A May 23 split ruling by the Court of Military Appeals for the Armed Forces raises questions about the reach and application of the Uniform Code of Military Justice, and points again to the need to align the UCMJ with current legal and social norms.
The appellate ruling upheld the 2008 conviction of Army Staff Sgt. Ivan Goings on charges of indecency after a video was found in his off-base home showing him and another man having consensual sex with a German woman.
The tape was found while Goings was being investigated for the date rape of another woman, for which he was also convicted.
The judges in the majority held that the “indecent act” of letting a third party watch and record consensual sex was prejudicial to good order and discipline and discrediting to the military.
But Judge Scott Stucky dissented, noting there was no evidence that the video was meant for anything other than private use and, more importantly, that the majority ruling could be interpreted as applying to the recording of any sex act, even between two people.
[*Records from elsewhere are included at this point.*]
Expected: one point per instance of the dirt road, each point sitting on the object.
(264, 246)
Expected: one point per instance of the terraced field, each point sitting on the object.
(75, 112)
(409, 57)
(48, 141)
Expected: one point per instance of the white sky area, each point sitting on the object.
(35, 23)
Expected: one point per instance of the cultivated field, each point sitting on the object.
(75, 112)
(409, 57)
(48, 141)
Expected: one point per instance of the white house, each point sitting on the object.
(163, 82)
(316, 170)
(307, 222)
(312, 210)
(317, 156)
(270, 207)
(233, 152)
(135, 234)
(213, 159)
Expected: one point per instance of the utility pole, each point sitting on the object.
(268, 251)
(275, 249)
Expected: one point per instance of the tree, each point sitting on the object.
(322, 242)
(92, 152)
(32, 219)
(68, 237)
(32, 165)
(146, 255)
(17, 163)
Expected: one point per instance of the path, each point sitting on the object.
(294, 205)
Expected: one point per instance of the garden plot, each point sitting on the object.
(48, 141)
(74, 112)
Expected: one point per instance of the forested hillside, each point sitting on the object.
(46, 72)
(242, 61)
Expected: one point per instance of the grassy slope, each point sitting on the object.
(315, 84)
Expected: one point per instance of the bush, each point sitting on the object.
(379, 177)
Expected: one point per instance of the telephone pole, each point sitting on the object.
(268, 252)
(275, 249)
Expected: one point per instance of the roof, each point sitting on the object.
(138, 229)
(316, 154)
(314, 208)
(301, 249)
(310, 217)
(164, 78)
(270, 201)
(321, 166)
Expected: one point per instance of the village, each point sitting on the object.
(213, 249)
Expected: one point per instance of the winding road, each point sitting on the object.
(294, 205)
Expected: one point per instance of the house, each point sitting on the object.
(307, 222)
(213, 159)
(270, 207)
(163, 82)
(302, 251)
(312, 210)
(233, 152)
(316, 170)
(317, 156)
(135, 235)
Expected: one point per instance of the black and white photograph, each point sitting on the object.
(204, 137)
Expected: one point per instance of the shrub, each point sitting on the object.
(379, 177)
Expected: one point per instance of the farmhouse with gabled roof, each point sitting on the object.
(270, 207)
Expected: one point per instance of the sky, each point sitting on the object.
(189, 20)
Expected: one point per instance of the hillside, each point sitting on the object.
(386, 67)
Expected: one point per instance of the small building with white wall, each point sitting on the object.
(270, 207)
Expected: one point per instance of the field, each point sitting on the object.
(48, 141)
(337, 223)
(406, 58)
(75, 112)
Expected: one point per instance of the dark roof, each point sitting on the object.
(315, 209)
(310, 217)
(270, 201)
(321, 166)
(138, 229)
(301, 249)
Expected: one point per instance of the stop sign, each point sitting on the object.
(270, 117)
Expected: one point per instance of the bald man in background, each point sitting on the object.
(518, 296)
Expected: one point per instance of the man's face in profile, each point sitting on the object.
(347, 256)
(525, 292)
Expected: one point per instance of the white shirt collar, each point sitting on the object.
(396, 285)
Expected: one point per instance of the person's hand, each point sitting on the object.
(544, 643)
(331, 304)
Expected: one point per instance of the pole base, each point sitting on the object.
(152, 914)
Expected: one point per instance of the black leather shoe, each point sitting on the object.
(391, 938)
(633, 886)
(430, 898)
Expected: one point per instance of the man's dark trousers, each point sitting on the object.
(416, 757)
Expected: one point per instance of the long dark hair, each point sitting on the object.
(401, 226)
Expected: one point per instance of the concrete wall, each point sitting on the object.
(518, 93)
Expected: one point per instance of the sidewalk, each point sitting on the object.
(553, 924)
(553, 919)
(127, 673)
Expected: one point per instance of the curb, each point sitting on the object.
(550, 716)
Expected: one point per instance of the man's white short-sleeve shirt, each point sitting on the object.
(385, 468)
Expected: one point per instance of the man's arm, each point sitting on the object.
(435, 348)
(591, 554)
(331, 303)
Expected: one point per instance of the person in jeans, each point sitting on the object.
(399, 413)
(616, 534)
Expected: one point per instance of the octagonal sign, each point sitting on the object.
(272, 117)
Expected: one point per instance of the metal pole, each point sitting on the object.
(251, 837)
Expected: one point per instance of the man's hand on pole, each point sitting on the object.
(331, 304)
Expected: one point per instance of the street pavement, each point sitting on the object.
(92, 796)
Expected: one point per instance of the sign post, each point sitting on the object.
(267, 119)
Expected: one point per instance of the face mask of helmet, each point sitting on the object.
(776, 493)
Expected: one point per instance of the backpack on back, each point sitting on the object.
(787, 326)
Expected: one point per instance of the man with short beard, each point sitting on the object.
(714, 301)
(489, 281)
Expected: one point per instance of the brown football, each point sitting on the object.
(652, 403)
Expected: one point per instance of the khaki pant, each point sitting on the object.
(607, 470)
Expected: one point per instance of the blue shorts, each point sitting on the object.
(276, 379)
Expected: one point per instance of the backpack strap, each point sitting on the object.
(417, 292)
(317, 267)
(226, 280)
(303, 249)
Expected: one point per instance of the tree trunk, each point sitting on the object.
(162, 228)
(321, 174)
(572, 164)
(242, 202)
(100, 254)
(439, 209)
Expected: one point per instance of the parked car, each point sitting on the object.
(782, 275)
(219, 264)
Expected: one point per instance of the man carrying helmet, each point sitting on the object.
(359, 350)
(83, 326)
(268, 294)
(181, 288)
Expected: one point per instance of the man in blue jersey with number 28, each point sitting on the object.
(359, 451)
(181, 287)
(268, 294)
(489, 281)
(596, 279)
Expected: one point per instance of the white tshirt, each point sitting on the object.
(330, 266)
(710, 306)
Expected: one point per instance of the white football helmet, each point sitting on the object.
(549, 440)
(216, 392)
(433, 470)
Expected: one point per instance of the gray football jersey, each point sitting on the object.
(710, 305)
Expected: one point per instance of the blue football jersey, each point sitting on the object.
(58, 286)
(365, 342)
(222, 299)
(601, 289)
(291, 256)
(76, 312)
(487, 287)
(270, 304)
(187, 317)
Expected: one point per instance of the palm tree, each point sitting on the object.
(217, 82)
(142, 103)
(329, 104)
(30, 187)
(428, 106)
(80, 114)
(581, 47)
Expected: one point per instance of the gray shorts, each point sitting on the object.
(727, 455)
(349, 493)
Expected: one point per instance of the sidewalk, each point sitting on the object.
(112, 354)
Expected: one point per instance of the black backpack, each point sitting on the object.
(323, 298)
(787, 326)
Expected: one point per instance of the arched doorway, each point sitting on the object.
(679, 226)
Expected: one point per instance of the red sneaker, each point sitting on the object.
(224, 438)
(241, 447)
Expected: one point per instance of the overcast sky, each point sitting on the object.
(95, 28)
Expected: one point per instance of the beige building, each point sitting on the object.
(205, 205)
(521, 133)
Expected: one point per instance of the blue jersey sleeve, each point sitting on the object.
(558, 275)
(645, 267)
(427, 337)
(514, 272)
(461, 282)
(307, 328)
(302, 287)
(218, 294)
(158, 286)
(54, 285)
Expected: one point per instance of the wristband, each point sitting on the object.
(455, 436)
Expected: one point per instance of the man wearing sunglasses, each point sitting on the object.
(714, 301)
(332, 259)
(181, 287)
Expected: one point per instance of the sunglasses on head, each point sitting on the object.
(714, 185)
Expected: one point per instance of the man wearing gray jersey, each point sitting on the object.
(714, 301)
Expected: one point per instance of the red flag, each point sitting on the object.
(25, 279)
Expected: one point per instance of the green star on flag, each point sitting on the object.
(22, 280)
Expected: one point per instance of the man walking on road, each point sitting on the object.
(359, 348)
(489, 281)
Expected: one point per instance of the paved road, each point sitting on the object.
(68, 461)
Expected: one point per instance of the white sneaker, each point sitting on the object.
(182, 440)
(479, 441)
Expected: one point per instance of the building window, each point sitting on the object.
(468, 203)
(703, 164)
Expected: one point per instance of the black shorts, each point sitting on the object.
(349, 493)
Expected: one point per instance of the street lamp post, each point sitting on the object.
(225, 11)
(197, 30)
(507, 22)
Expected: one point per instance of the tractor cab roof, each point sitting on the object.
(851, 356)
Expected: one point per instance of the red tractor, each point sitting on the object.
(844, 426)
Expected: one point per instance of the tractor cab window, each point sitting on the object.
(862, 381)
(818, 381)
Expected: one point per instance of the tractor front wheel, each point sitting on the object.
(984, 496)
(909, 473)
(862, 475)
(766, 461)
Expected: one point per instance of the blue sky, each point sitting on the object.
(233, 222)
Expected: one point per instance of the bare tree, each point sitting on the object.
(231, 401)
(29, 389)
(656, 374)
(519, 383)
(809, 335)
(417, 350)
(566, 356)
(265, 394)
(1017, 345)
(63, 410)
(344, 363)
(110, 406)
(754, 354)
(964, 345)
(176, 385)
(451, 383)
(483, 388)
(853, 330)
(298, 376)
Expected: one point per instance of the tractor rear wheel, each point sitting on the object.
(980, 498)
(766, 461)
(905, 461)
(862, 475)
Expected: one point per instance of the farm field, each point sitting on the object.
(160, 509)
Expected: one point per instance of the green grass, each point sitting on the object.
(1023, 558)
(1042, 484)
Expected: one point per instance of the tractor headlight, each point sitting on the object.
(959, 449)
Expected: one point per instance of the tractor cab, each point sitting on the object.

The Supreme Court has asserted a basic right to privacy in sex-related matters back to the 1920s, most recently in 2003, when it struck down a Texas law barring consensual sodomy, defined as oral or anal sex.
Yet Article 125 of the UCMJ still bans sodomy.That’s right: It is still technically illegal for married troops to have oral sex with their spouses. And while it is now OK for gays to serve openly in the military, it is still technically illegal for them to have sex.
Clearly, the military has a compelling interest in prosecuting violent, nonconsensual sex acts such as rape, assault and abuse, as well as acts that cross into fraternization between superiors and subordinates.
But the military and the UCMJ have no place governing the private, consensual activity of service members. It’s past time for Congress to amend these laws.